Se tensa el conflicto de Municipales con los trabajadores contratados

Trabajan para el Estado y son parte de la estructura que sostiene muchas de las políticas culturales y sociales que las gestiones municipal y provincial exhiben con orgullo. Sin embargo, víctimas de la precarización laboral por años, son monotributistas, tienen contratos irregulares o llenan planillas mensuales, sin acceder a vacaciones, obra social ni licencias.

Son unos 800 trabajadores que ante el recambio de autoridades tanto en el Palacio de los Leones como en la Casa Gris y la incertidumbre de no tener respuestas, redoblaron su reclamo.

El recrudecimiento del conflicto ya obligó a reprogramar actividades culturales, como en el Cine Público El Cairo y la Plataforma Lavardén, también se restringió la atención en el Acuario.

Muchas de las áreas del municipio participaron ayer de la movilización del Sindicato de Municipales (ver página 4) y en la Casa Arijón organizaron para este viernes una intervención artística en defensa del espacio.

El mapa de la precarización fue presentado por la Asociación de Trabajadores del Estado (ATE). Lorena Almirón, secretaria general del gremio desde el 6 de noviembre, recalcó la cantidad de empleados que trabajan en condiciones de precariedad y afirmó que «existe un circuito que hace que muchos lleven hasta seis años en esas condiciones».

El número alcanza los 800, tanto en secretarías municipales como en ministerios provinciales, y toma diferentes formas en cada sector.

Para graficarlo, Almirón refirió el caso del Acuario, un espacio que se sostiene con 35 trabajadores y 40 residentes que hacen las guías, y que aún no saben qué será de sus convenios en 2020.

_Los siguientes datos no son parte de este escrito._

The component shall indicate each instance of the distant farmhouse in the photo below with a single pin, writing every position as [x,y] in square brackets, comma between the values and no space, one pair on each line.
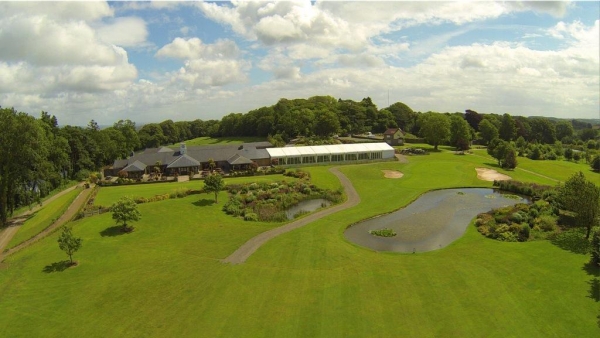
[394,136]
[227,158]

«Es gente que ya pasó por el Tríptico de la Infancia, por Educación Ambiental y ahora está en el Acuario, ese es el circuito de precarización del que hablamos», detalló la gremialista.

Incertidumbre

Si bien el relevamiento de ATE se inició por las secretarías municipales, también hay áreas provinciales afectadas. «Aún hoy se sigan acercando al gremio personas en estas condiciones», dijo Almirón.

Admitió que el escenario «es de largo plazo», pero señaló que ahora «la situación se agravó ante la incertidumbre que genera la falta de respuestas y el final de las gestiones en la ciudad y la provincia».

Todo eso multiplicó las medidas: hubo volanteadas, cortes de calles, pedidos de audiencia a funcionarios, asambleas en las reparticiones, paros y cartas abiertas. Y como los modos de contratación son diversos, cada sector obliga a discusiones específicas.

En el municipio, la Secretaría de Cultura tiene como monotributistas a quienes trabajan tanto en el Tríptico de la Infancia como en la Escuela Móvil, también en Desarrollo Social hay 25 contratos irregulares en la Dirección de Juventudes y las 29 psicólogas y abogadas que acompañan víctimas de violencia de género en el Teléfono Verde, lo hacen con contratos a través de los colegios profesionales.

Los centros de salud barriales no están exentos, ya que son 70 los trabajadores que se desempeñan allí de manera irregular, y un caso particularmente sensible es el de la Dirección de Niñez, Adolescencia y Familia de Santa Fe; no sólo por el modo de contratación, sino porque son 450 las personas afectadas en la ciudad, y más de mil en la provincia.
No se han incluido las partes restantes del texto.